All aboard: LCR driving Laos-China tourism boom

The passenger train, from the Lao capital of Vientiane to Kunming, the capital of Yunnan province, was introduced on April 13 last year.

Niem Chheng

Niem Chheng

The Phnom Penh Post


Visitors stroll past the former Royal Palace in Luang Prabang, Laos in June. PHOTO: THE PHNOM PENH POST

July 11, 2024

PHNOM PENH – The number of regional visitors to Laos and China’s Yunnan province has seen a sharp increase since last year’s introduction of passenger services on the Laos-China Railway (LCR).

The passenger train, from the Lao capital of Vientiane to Kunming, the capital of Yunnan province, was introduced on April 13 last year.

From the date of the launch until the beginning of April this year, 172,023 passengers used the service, according to Lao Deputy Minister of Tourism Darany Phommavongsa, who met with a group of ASEAN journalists who were touring the LCR at the Ministry of Information, Culture and Tourism in late June.

One year to the day after the initial launch, an additional pair of passenger services were added between Luang Prabang, Laos and Xishuangbanna, China.

During the June press conference, Darany noted that the LCR had transformed Laos from a landlocked to a connected country, “making the dreams and aspirations of the Lao people come true”.

“This success is due to the joint implementation of Chinese President Xi Jinping’s ‘Belt and Road’ initiative, which both countries must continue to pay attention to, in order to achieve high-quality development and to continuously upgrade cooperation,” she said.

She explained that the Lao government aimed to develop the Lao-China railway into an economic corridor that generates large income for the nation. The corridor will contribute to improving the country’s economic situation through the transportation of passengers, including international tourists, as well as carrying goods between Laos and China.

The railway also made a hefty contribution to the “Visit Laos 2024” campaign, which aims to promote Lao tourism and attract more international guests, creating jobs, bringing in foreign currency and supporting the conservation and protection of the country’s art, culture and traditions, while sharing its long history.
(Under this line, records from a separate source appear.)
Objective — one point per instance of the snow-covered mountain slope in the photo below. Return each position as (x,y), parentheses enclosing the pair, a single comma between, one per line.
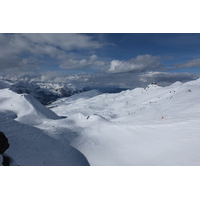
(151,126)
(144,126)
(43,95)
(31,145)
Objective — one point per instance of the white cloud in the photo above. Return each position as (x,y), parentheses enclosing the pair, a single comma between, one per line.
(92,62)
(165,77)
(189,63)
(14,48)
(137,64)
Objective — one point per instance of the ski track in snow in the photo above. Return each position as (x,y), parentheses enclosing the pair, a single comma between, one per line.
(144,126)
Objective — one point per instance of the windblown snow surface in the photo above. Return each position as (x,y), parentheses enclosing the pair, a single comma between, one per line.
(144,126)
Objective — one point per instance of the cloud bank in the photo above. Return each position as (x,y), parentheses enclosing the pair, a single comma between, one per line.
(28,51)
(140,63)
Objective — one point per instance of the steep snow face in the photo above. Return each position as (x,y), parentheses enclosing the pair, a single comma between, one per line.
(145,126)
(29,127)
(61,89)
(31,146)
(41,94)
(24,107)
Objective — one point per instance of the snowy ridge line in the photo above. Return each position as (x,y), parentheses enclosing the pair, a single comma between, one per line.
(144,126)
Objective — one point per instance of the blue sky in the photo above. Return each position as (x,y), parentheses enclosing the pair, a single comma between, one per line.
(121,59)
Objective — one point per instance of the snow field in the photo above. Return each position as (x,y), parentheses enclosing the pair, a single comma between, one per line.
(144,126)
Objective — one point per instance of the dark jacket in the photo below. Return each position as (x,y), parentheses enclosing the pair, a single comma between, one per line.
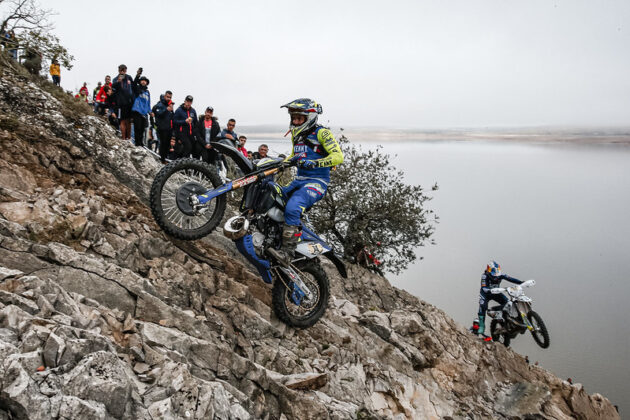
(181,127)
(123,91)
(163,117)
(201,131)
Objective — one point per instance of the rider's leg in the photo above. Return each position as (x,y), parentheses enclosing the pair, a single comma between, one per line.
(481,314)
(303,195)
(501,299)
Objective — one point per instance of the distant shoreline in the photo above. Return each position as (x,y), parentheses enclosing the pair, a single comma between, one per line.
(586,137)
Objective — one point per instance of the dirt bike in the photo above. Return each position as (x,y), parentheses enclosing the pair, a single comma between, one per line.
(516,317)
(188,201)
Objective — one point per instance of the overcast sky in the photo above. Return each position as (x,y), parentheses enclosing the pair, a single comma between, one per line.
(410,64)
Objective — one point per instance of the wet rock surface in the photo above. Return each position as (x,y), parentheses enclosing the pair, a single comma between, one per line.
(103,316)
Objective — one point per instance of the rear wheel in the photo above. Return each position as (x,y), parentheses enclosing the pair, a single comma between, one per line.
(310,310)
(501,337)
(170,193)
(540,333)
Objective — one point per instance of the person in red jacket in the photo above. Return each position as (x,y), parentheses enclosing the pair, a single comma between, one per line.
(101,97)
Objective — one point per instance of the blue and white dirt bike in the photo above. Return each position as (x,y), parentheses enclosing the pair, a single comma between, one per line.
(188,200)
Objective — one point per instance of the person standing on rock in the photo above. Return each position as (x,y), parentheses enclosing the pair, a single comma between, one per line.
(185,125)
(316,152)
(208,130)
(55,72)
(163,112)
(141,107)
(123,91)
(490,279)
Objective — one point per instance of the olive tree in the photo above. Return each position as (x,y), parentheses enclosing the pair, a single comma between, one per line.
(367,203)
(33,31)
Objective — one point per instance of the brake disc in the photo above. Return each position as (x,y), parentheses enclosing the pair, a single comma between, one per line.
(183,197)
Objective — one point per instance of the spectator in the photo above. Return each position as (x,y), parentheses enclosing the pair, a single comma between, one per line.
(96,90)
(99,103)
(95,93)
(83,93)
(228,133)
(241,145)
(12,44)
(55,72)
(163,112)
(123,92)
(262,152)
(33,61)
(208,130)
(141,107)
(185,126)
(111,110)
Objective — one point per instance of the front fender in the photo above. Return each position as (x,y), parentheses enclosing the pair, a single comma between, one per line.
(239,158)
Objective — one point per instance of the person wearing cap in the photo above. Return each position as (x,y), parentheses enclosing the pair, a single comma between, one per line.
(229,134)
(241,145)
(55,71)
(185,126)
(141,107)
(123,93)
(163,112)
(208,130)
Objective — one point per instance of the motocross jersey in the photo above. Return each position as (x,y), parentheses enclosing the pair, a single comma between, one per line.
(489,281)
(321,147)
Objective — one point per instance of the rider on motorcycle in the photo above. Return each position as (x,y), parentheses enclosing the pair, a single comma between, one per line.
(490,279)
(316,152)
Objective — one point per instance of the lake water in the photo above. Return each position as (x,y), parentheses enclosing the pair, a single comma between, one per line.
(557,213)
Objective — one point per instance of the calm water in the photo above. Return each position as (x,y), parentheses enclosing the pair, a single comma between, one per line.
(555,213)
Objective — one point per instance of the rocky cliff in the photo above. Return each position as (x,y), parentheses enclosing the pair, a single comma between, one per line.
(103,316)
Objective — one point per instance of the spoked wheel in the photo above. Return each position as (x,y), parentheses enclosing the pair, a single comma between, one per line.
(540,333)
(170,199)
(310,310)
(501,337)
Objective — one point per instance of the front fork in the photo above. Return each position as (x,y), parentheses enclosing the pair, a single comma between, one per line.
(300,290)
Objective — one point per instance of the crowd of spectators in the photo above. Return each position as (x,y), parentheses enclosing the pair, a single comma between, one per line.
(171,131)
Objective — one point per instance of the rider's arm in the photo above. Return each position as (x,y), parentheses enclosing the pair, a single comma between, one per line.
(510,279)
(328,142)
(484,284)
(179,117)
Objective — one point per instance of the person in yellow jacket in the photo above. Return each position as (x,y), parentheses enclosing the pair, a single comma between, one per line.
(55,72)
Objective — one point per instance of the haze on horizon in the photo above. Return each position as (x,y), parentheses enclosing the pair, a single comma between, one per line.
(406,64)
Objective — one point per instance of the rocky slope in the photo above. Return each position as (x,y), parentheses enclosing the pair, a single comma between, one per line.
(103,316)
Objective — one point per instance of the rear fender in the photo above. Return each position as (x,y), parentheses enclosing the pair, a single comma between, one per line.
(341,267)
(239,158)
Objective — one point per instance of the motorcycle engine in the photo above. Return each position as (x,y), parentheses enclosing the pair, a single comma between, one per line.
(258,239)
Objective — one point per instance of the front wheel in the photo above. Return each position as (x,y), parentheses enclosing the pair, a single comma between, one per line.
(502,337)
(310,310)
(170,199)
(540,333)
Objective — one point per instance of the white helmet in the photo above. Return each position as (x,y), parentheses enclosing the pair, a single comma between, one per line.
(307,107)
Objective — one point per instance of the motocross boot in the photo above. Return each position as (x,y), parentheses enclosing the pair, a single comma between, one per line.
(290,238)
(482,325)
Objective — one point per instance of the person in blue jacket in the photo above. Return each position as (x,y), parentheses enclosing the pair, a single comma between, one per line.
(141,107)
(185,127)
(490,279)
(316,151)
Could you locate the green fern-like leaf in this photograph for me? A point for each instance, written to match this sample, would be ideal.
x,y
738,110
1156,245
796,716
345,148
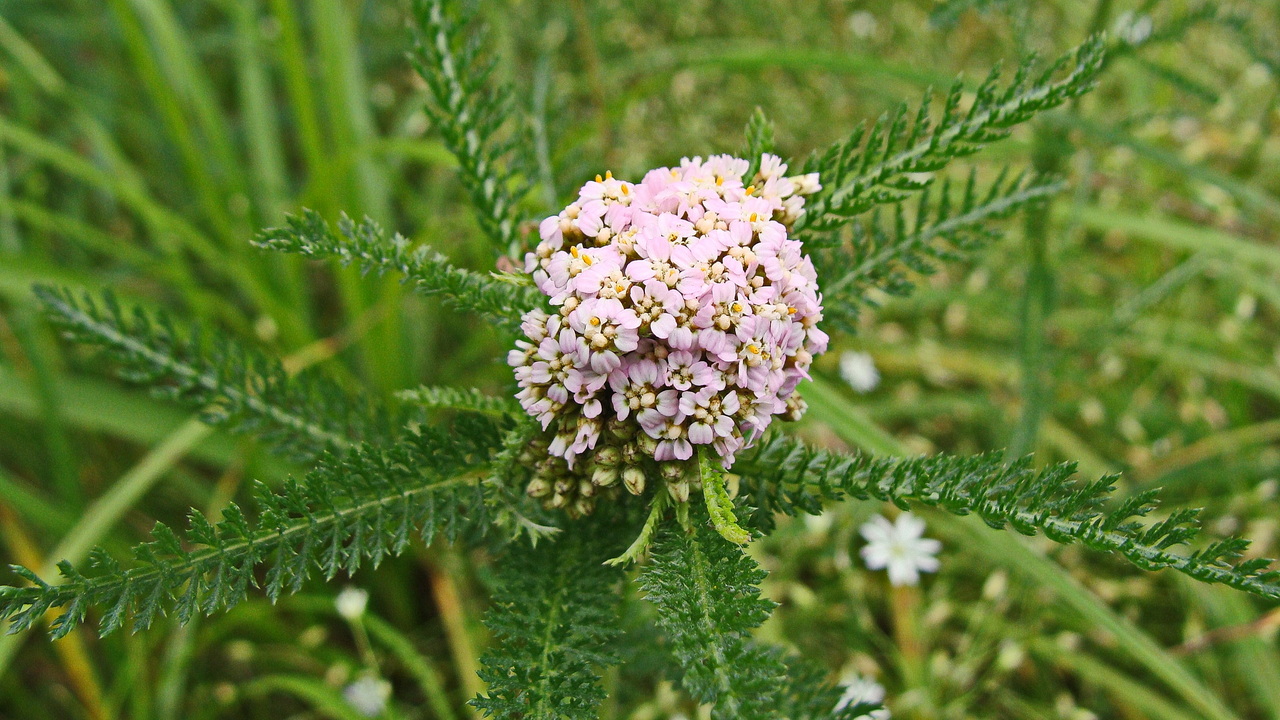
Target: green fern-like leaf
x,y
784,475
894,158
368,246
471,400
236,387
708,602
356,506
554,616
944,226
470,115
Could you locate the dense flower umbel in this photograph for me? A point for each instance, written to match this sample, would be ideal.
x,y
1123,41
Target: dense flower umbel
x,y
685,317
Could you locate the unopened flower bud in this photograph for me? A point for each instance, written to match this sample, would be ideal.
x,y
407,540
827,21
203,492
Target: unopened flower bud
x,y
679,491
634,479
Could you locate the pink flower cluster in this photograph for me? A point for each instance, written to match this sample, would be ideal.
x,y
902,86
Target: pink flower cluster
x,y
686,317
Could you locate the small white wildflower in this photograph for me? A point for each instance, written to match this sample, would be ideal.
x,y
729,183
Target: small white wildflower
x,y
859,370
1133,28
368,695
351,604
859,689
900,547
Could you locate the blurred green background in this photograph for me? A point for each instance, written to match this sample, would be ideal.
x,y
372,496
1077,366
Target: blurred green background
x,y
1129,326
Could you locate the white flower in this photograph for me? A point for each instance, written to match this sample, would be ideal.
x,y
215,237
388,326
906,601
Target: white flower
x,y
900,547
368,695
351,604
859,689
859,370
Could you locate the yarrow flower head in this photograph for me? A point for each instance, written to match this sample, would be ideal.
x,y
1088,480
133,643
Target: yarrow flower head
x,y
684,318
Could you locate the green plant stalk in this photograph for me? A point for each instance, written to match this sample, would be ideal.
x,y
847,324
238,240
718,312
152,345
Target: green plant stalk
x,y
1018,557
657,510
46,377
266,151
420,668
718,504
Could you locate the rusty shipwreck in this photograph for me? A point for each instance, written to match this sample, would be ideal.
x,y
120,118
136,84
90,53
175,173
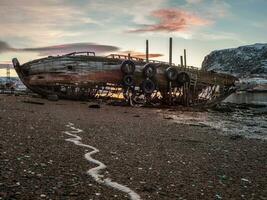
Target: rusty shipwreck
x,y
83,75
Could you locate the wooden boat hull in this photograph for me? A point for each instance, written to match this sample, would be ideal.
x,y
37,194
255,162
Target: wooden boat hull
x,y
76,77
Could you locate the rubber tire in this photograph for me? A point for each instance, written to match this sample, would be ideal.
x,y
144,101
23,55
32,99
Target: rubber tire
x,y
148,86
149,70
15,62
183,78
171,73
128,80
127,67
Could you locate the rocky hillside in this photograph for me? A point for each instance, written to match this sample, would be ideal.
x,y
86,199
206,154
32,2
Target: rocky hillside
x,y
244,61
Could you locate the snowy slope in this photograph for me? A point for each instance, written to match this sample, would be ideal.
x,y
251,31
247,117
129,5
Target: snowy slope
x,y
244,61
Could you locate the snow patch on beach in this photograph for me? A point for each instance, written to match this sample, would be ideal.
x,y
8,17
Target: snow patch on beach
x,y
95,172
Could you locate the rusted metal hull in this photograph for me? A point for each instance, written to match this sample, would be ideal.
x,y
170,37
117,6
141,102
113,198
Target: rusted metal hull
x,y
82,77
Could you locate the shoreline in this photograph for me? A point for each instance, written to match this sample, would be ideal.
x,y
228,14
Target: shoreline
x,y
141,148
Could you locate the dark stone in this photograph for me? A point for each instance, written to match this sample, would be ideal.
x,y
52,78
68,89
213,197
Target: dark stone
x,y
52,97
94,106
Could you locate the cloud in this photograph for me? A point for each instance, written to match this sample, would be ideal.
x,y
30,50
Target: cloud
x,y
173,20
42,21
194,1
140,54
4,47
61,49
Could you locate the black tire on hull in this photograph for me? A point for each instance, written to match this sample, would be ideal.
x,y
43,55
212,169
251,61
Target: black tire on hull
x,y
15,63
183,78
128,67
128,80
148,86
149,70
171,73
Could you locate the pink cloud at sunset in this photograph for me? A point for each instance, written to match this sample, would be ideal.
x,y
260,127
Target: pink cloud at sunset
x,y
173,20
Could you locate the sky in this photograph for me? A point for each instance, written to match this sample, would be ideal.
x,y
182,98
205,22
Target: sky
x,y
31,29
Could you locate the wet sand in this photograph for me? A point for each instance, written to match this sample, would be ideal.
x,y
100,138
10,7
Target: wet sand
x,y
142,149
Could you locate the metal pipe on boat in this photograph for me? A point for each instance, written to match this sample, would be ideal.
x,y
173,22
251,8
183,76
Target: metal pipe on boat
x,y
185,65
170,52
147,51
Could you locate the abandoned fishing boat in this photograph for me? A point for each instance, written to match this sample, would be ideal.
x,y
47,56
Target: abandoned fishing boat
x,y
83,75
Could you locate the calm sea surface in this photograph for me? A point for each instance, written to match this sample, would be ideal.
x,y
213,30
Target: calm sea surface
x,y
249,98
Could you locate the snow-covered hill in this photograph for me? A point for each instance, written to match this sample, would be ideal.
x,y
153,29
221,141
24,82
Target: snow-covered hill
x,y
244,61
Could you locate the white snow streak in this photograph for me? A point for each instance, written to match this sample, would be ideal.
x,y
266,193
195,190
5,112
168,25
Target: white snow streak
x,y
95,172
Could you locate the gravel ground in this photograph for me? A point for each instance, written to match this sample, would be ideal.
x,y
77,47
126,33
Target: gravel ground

“The opening of the Lao-China railway has made a great contribution to the Visit Laos 2024 campaign, by facilitating the travel of both domestic and international tourists, allowing them to enjoy a fun, high-quality travel experience,” said Darany.

In correspondence with the increased number of arrivals, the deputy minister added that the Lao government has constructed several new infrastructure projects, while focusing on the preservation and protection of cultural heritage sites and traditional activities, especially along the railway line.

“The information ministry is working with provincial authorities and tourism stakeholders along the route of the railway to ensure that all tourism attractions meet the highest international standards,” she said.

“They have installed multi-lingual signage along the transit region. Clear road signs in Lao, English and Chinese point the way to major attractions,” she added.

With Laos announcing a free visa policy for Chinese visitors in early July, the number of Chinese arrivals is expected to jump. According to Darany, the policy is mainly focused on travellers who are accompanied by guides on packaged group tours.

She said the policy may also be applied to other international visitors from the region, and may include multiple entry visas, as well as the possibility of extending a stay from 30 to 60 days.

A tour guide identified as Mana told The Post that the number of visitors had definitely increased, especially to Laung Prabang, thanks to the railway. He explained that before the LCR was launched there were far fewer visitors to the northern city, as travel from Vientiane took up to eight hours.

Thanks to the train, the distance can now be covered in just two hours.

The latest visitors to the former capital are not just coming from China, but from within Laos itself. Large crowds could be seen at the Royal Palace Museum and other cultural attractions in Luang Prabang.

China’s Yunnan province has also seen a spike in guests to its many cultural villages and parks. The surge consists of large numbers of tourists from within China, as well as the neighbouring countries of Laos and Myanmar.

According to sources at some of the cultural villages, the number of arrivals sees a particular jump during public holidays such as the Spring Festival or Lunar New Year.